You can do it in a week yourself, why wait for 2018?
This is what I would suggest: as basic at it gets, yet an actual NN, and an extensively studies problem.
input: "x" vector of 784 floats. This is where you input the image pixel intensities.
hidden layer: 256 unit. It has a weight matrix W1 of size 784x256 and a bias vector b1 of length 256. These are variables you need to optimize. The output of the hidden layer units is
h = max(W1*x + b1, 0)
max is the easiest "activation function" from a gradient perspective, works good in practice, and is called RELU. So it's a linear transform followed by a non-linear transform. Very easy: matmul, sum, max.

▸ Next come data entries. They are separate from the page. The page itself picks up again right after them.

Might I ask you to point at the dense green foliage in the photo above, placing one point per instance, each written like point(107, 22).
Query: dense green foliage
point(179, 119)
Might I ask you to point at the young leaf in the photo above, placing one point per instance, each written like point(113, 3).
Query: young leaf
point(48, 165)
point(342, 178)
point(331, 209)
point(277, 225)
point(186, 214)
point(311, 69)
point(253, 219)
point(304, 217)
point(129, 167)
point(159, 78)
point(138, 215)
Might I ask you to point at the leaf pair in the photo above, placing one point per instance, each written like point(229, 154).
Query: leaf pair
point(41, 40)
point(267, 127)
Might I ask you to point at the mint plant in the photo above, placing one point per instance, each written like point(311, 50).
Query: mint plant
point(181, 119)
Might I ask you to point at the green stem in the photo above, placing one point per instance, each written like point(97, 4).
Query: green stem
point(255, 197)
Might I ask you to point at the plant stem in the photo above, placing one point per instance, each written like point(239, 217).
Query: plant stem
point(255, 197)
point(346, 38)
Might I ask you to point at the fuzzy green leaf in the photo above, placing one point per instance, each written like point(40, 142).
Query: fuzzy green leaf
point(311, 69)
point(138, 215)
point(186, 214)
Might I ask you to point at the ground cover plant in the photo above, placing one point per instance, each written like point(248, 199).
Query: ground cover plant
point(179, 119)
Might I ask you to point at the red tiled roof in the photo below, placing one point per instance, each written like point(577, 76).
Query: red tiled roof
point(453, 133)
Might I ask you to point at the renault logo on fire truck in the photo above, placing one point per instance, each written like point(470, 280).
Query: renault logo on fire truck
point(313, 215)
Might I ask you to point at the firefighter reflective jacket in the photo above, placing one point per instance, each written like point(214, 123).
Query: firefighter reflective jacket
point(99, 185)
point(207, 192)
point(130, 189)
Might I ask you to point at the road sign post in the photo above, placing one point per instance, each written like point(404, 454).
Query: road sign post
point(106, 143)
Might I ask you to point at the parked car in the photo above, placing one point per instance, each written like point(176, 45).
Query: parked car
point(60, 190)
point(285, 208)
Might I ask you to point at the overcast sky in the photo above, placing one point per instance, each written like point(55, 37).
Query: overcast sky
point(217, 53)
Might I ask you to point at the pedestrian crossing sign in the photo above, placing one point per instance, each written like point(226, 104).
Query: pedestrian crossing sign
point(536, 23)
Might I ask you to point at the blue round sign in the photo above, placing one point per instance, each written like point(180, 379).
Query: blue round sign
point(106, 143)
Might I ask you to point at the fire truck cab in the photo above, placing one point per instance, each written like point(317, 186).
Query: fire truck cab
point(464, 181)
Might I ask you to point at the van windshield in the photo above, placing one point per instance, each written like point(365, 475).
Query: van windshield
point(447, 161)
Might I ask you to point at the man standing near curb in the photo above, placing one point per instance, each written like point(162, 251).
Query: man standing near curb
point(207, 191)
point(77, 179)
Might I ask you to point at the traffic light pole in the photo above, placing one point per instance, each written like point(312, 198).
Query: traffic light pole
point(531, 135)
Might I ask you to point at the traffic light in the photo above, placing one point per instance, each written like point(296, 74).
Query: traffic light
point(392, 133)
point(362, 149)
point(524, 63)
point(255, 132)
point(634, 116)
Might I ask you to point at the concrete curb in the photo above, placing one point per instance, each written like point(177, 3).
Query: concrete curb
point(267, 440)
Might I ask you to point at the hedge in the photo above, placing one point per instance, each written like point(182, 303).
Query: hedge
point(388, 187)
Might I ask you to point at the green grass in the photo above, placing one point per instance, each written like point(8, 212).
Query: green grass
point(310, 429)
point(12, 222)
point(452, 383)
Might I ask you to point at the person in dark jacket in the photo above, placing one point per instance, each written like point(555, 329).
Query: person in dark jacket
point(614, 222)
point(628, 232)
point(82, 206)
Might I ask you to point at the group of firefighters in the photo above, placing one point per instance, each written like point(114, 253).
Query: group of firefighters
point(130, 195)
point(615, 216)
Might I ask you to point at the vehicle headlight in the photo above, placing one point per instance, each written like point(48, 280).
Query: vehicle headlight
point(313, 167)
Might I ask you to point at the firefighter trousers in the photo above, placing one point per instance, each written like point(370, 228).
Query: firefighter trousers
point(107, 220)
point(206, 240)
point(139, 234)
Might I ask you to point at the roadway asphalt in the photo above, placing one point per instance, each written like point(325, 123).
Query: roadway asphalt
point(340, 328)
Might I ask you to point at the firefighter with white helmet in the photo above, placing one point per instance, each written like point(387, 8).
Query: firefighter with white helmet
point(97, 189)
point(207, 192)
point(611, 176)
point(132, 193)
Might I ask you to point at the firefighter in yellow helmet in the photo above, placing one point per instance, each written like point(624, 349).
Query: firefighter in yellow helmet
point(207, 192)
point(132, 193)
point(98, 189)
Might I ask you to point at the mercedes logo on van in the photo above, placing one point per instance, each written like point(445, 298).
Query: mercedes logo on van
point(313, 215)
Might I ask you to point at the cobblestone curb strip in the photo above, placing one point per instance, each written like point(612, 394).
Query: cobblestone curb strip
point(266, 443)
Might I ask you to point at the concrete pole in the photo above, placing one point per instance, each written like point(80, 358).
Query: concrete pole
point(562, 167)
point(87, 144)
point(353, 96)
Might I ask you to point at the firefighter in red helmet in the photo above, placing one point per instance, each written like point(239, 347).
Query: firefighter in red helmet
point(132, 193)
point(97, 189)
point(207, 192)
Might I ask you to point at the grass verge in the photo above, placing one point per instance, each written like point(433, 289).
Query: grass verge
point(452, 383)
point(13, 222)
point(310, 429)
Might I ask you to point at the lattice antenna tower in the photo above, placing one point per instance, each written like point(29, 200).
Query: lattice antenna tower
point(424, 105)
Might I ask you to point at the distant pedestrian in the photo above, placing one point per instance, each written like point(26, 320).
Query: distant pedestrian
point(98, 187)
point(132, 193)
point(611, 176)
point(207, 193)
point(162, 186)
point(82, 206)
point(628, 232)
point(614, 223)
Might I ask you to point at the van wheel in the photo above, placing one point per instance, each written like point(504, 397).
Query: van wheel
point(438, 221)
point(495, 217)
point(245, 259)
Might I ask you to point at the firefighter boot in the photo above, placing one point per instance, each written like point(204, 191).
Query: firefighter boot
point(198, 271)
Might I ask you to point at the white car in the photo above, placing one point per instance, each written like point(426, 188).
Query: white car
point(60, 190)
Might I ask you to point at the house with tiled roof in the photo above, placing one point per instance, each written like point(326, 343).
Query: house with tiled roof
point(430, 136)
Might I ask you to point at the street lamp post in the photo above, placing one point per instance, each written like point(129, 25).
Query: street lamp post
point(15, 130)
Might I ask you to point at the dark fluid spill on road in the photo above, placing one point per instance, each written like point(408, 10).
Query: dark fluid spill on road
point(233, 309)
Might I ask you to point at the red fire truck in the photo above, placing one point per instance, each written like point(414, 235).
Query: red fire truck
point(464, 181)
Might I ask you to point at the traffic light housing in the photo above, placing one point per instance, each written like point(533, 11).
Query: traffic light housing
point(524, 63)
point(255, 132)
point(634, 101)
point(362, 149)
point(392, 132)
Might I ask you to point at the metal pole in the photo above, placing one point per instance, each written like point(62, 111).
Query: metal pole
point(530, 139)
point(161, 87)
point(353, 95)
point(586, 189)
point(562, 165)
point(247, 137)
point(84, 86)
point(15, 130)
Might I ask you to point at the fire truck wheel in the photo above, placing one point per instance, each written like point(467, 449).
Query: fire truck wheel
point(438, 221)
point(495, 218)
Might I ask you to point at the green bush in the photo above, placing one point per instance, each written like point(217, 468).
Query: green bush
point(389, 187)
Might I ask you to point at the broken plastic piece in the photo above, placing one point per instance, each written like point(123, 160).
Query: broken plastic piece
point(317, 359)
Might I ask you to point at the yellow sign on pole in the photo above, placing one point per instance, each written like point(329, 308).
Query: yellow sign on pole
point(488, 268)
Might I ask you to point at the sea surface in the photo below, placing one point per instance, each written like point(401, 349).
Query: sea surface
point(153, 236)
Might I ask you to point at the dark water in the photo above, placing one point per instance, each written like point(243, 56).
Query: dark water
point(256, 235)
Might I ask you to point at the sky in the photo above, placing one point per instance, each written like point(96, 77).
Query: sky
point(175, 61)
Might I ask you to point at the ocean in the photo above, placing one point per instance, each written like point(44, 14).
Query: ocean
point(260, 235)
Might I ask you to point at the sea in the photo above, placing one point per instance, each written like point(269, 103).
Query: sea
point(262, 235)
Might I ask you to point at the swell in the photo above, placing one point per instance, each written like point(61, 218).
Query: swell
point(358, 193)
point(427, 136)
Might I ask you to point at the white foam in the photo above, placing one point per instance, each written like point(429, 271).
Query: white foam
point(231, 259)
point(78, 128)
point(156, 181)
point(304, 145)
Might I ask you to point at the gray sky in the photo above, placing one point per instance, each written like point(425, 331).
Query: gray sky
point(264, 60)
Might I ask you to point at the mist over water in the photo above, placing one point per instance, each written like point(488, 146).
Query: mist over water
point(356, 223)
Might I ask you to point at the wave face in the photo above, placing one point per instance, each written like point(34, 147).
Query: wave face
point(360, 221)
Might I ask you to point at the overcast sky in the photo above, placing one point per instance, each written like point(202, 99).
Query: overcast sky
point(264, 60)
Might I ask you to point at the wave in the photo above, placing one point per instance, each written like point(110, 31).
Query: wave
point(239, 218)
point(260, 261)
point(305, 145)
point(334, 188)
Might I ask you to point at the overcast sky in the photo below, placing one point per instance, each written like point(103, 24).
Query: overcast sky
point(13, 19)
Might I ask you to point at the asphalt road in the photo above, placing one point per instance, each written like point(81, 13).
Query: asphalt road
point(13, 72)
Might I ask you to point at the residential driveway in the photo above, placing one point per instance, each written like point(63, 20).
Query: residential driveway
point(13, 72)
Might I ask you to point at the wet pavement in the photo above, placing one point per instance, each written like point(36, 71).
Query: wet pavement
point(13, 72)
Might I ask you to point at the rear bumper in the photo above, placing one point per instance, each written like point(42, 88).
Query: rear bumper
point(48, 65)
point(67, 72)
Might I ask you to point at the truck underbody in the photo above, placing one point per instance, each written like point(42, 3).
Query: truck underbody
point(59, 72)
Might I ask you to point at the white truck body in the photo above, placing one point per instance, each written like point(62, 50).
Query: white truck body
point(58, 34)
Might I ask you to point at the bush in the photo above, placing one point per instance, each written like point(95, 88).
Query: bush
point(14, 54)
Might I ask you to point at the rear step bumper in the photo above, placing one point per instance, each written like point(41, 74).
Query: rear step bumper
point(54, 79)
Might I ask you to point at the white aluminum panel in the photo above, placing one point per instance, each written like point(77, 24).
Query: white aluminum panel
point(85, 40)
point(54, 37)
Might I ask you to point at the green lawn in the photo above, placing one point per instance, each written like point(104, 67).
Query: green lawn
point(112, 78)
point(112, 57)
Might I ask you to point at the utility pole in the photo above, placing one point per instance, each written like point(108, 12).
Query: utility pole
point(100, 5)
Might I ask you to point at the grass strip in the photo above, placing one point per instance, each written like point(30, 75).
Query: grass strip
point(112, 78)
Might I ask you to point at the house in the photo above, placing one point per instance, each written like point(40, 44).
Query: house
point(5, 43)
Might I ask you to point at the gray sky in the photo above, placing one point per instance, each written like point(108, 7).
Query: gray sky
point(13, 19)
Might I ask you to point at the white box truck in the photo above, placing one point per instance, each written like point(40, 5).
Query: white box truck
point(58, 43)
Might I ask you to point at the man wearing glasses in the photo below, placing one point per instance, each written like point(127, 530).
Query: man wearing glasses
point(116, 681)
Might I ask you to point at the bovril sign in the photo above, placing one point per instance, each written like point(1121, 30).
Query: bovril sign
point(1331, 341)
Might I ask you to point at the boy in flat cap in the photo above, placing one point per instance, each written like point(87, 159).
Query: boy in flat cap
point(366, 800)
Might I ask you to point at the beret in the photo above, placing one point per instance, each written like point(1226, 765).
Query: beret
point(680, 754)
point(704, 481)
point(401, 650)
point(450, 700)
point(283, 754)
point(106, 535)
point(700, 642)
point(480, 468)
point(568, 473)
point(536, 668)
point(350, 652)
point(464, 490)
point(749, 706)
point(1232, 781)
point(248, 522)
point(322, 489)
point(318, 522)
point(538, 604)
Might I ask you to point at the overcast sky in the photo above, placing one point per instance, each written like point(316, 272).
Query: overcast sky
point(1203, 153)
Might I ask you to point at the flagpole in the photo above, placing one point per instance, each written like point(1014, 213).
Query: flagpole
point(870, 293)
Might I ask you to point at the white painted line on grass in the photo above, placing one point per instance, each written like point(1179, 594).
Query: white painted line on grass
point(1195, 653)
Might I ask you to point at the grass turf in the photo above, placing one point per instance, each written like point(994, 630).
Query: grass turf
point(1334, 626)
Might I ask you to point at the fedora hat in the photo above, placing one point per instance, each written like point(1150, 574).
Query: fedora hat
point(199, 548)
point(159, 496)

the output of the NN is going to be 10 class probabilities. What digit do we see in the image? Similar to the hidden layer you have a linear transform followed by non-linear transform,
y = sm(W2*h + b2)
W2 is a 256x10 matrix, b2 a vector of length 10. You also optimize these.
sm(x) is the softmax function.
https://en.wikipedia.org/wiki/Softmax_function If transforms the vector of 10 floats into 10 probabilities (all in the range 0-1 and the sum == 1).
...that's the "forward pass" it specifies how to convert inputs to outputs.
for the backward pass you need to define a loss function. The image was e.g. a "9" but the NN said p=[0.1, 0.05, .. 0.03]. How do you convert that mismatch to a number? You can then differentiate that loss function towards W1,b1,W2,b2 and get you gradient.
Do you need pointers with equations for the backward pass?